Yep, and in more recent years, we've lead the way in nuclear disarmament. We haven't firebombed entire cities in decades . In the past 8 years we've (to my great relief) de-escalated our military actions in both Afghanistan and Iraq. Our military leaders take pains to make sure drone attacks and military incursions are as precise as possible. We've done this because we've recognized, unlike terrorists, that civilian deaths are extremely unhelpful to our foreign policy.

Again I'm not saying the US's hands are clean. I wholly disagree with many of the foreign military actions we've taken - especially between 2000 and 2008. What am I saying is that our policy - along with international law - have evolved considerably in the past 60 years. And I also sincerely believe that most of our armed forces in present day are doing their very best to avoid killing civilians.

I also think a lot of this is hand-waving away of the critical differences between terrorists who think it is acceptable to walk into a concert hall and gun down hundreds of people, and the militaries who are fighting those terrorists.

Nothing is simple, but there are meaningful moral differences here.

> In the past 8 years we've (to my great relief) de-escalated our military actions in both Afghanistan and Iraq.

You're relieved about what's going on in Iraq? Seems like a big mess to me.

As bad as whatever the U.S. has done in the Middle East, it hasn't beheaded civilians to make political statements or committed genocide against religious and cultural minorities.

We can certainly discuss if the U.S. should pull out anyway, but I don't feel "relief" in making the least awful choice.

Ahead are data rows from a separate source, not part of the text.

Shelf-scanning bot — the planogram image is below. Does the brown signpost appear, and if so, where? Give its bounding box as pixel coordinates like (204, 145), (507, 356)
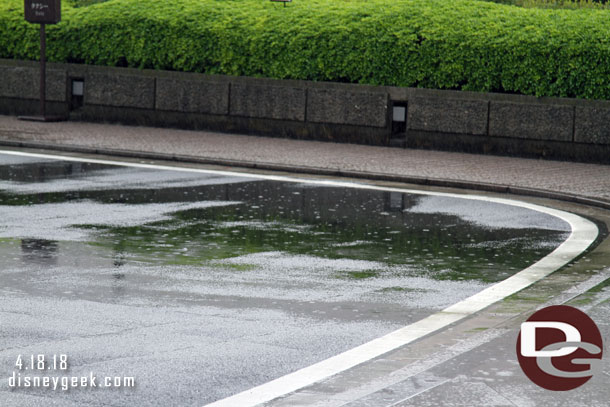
(19, 0), (65, 122)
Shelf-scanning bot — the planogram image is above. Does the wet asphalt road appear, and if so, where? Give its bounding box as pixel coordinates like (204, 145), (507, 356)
(0, 155), (568, 406)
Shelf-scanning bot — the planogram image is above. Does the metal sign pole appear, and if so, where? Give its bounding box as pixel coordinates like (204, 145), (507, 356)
(19, 0), (67, 122)
(40, 23), (47, 118)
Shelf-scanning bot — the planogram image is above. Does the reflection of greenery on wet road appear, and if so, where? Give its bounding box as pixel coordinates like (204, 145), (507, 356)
(84, 198), (563, 281)
(0, 165), (565, 282)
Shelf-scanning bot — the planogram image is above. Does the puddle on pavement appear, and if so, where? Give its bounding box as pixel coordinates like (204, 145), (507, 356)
(0, 155), (568, 406)
(0, 161), (568, 286)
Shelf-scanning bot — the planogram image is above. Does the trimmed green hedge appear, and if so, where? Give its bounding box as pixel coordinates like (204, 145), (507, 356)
(0, 0), (610, 99)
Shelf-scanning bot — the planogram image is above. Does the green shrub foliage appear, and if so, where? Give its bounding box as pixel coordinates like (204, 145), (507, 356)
(0, 0), (610, 99)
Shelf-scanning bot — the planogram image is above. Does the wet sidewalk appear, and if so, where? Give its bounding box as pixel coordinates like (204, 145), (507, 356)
(0, 116), (610, 207)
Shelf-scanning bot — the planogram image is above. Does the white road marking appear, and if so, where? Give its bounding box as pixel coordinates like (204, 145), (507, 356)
(0, 150), (599, 407)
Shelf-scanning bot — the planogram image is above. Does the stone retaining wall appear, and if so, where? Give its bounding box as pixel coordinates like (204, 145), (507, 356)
(0, 60), (610, 162)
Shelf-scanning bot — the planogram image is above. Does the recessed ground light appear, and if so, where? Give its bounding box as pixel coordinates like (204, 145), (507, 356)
(392, 106), (407, 122)
(72, 79), (85, 96)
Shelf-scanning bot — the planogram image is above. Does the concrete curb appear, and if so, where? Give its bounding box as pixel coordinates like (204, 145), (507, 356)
(0, 139), (610, 210)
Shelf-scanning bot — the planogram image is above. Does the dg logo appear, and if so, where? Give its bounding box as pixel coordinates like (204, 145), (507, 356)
(517, 305), (603, 391)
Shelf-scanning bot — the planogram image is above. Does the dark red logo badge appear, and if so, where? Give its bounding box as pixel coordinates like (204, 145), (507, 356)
(517, 305), (604, 391)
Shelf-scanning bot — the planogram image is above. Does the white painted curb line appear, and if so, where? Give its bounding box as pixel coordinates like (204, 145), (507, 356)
(0, 150), (599, 407)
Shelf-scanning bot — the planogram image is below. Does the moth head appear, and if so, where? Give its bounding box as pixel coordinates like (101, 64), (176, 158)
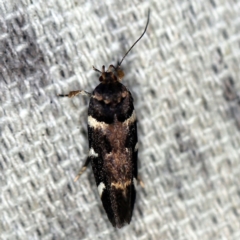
(93, 65), (124, 84)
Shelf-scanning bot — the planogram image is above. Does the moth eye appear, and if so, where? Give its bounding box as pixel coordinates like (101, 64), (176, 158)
(122, 91), (127, 98)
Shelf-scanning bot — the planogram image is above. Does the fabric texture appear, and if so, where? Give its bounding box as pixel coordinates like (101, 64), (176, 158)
(0, 0), (240, 240)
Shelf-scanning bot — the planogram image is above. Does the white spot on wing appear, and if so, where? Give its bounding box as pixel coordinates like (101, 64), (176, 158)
(123, 110), (136, 125)
(88, 148), (98, 157)
(98, 182), (105, 197)
(88, 116), (108, 129)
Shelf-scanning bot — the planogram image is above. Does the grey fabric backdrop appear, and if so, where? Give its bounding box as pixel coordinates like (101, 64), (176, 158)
(0, 0), (240, 240)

It is a big mess, but I'm relieved that our foreign policy has been reset and that if there will be further action in the Middle East it will be one undertaken and lead by an true international coalition (not the fake international coalition that invaded Iraq in 2003 for reasons un-related to terrorism). We won't keep pretending (at least not for the time-being) that it's even possible for the US alone to make sure that no terrorist attacks happen anywhere. Terrorism is not US's problem alone, it is a multinational problem with a multinational - and probably not even a military - solution. I'm glad the US's foreign policy has changed to reflect that reality.
You seem very confident of how the US will act in the future.

Have you heard of a guy called Donald Trump?

Despite his current standing in polls, I am extremely extremely skeptical that Donald Trump will win the nomination of a major political party.
> I am extremely extremely skeptical that Donald Trump will win the nomination of a major political party.

There's some very good structural reasons to expect that, even if gets the most votes in the primaries, he may not win the Republican nomination.

OTOH, major parties have collapsed entirely before in US politics, and not having a candidate finish at least second in the Presidential general election would be a pretty big sign of collapse -- and pretty much every three-way head-to-head poll conducted with any has an independent Trump taking the #2 spot by a wide margin over the Republican.

Trump may well define the major party that replaces the Republicans.

I certainly hope so. But what about the next rich old white guy who panders to the ignorant masses in the next election cycle (or the one after, or the one after that).

Predicting that the US will remain in the hands of some what sensible leaders seems rather naive to me.